Re: corrupt pages detected by enabling checksums

From: Florian Pflug <fgp(at)phlo(dot)org>
To: Jeff Janes <jeff(dot)janes(at)gmail(dot)com>
Cc: Simon Riggs <simon(at)2ndquadrant(dot)com>, Andres Freund <andres(at)2ndquadrant(dot)com>, Tom Lane <tgl(at)sss(dot)pgh(dot)pa(dot)us>, Jeff Davis <pgsql(at)j-davis(dot)com>, Fujii Masao <masao(dot)fujii(at)gmail(dot)com>, PostgreSQL-development <pgsql-hackers(at)postgresql(dot)org>
Subject: Re: corrupt pages detected by enabling checksums
Date: 2013-04-05 08:34:42
Message-ID: B8B12124-E852-4203-B802-819F720283EE@phlo.org
Views: Raw Message | Whole Thread | Download mbox | Resend email
Thread:
Lists: pgsql-hackers

On Apr4, 2013, at 23:21 , Jeff Janes <jeff(dot)janes(at)gmail(dot)com> wrote:
> This brings up a pretty frightening possibility to me, unrelated to data checksums. If a bit gets twiddled in the WAL file due to a hardware issue or a "cosmic ray", and then a crash happens, automatic recovery will stop early with the failed WAL checksum with an innocuous looking message. The system will start up but will be invisibly inconsistent, and will proceed to overwrite that portion of the WAL file which contains the old data (real data that would have been necessary to reconstruct, once the corruption is finally realized ) with an end-of-recovery checkpoint record and continue to chew up real data from there.
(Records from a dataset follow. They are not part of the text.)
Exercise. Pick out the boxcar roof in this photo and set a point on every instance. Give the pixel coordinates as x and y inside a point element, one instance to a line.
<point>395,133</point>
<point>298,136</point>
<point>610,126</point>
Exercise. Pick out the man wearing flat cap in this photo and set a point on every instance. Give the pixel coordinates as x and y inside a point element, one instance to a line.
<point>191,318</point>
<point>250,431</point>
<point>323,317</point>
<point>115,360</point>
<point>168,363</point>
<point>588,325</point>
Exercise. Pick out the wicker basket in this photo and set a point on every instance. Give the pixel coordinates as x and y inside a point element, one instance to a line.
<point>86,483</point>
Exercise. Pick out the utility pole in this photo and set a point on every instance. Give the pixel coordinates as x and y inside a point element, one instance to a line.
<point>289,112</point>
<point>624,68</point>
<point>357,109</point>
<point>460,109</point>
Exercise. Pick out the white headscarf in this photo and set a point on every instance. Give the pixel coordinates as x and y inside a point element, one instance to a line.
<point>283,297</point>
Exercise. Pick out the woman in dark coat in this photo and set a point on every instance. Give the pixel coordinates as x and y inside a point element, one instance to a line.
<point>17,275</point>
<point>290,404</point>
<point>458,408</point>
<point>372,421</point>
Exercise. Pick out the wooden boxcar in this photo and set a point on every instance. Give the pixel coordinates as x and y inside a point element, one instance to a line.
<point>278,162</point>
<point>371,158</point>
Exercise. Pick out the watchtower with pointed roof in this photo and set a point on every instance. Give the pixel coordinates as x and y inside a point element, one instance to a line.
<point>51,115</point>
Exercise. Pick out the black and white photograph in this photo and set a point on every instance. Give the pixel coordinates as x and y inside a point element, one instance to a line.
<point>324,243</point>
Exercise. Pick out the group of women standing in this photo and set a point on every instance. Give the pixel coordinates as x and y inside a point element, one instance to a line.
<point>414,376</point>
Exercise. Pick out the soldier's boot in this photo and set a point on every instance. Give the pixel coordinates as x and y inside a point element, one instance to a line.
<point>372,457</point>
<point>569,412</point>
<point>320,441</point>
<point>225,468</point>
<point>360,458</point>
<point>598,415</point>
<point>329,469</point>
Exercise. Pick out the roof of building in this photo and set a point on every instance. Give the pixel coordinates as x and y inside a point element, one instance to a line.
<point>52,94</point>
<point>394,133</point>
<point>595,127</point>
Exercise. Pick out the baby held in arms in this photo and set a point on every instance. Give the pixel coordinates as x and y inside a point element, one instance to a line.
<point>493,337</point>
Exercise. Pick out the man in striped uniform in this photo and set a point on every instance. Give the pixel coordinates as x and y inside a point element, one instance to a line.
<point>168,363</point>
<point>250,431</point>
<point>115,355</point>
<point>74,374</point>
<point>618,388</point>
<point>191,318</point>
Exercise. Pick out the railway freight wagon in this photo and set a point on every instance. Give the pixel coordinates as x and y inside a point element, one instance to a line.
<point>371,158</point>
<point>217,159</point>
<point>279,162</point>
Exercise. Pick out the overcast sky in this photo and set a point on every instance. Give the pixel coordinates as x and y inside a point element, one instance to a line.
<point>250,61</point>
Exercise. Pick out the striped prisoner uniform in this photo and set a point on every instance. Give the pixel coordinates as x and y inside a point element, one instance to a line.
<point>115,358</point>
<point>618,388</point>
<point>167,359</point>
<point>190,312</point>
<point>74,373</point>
Maybe we could scan forward to check whether a corrupted WAL record is followed by one or more valid ones with sensible LSNs. If it is, chances are high that we haven't actually hit the end of the WAL. In that case, we could either log a warning, or (better, probably) abort crash recovery. The user would then need to either restore the broken WAL segment from backup, or override the check by e.g. setting recovery_target_record="invalid_record". (The default would be recovery_target_record="last_record". The name of the GUC tries to be consistent with existing recovery.conf settings, even though it affects crash recovery, not archive recovery.)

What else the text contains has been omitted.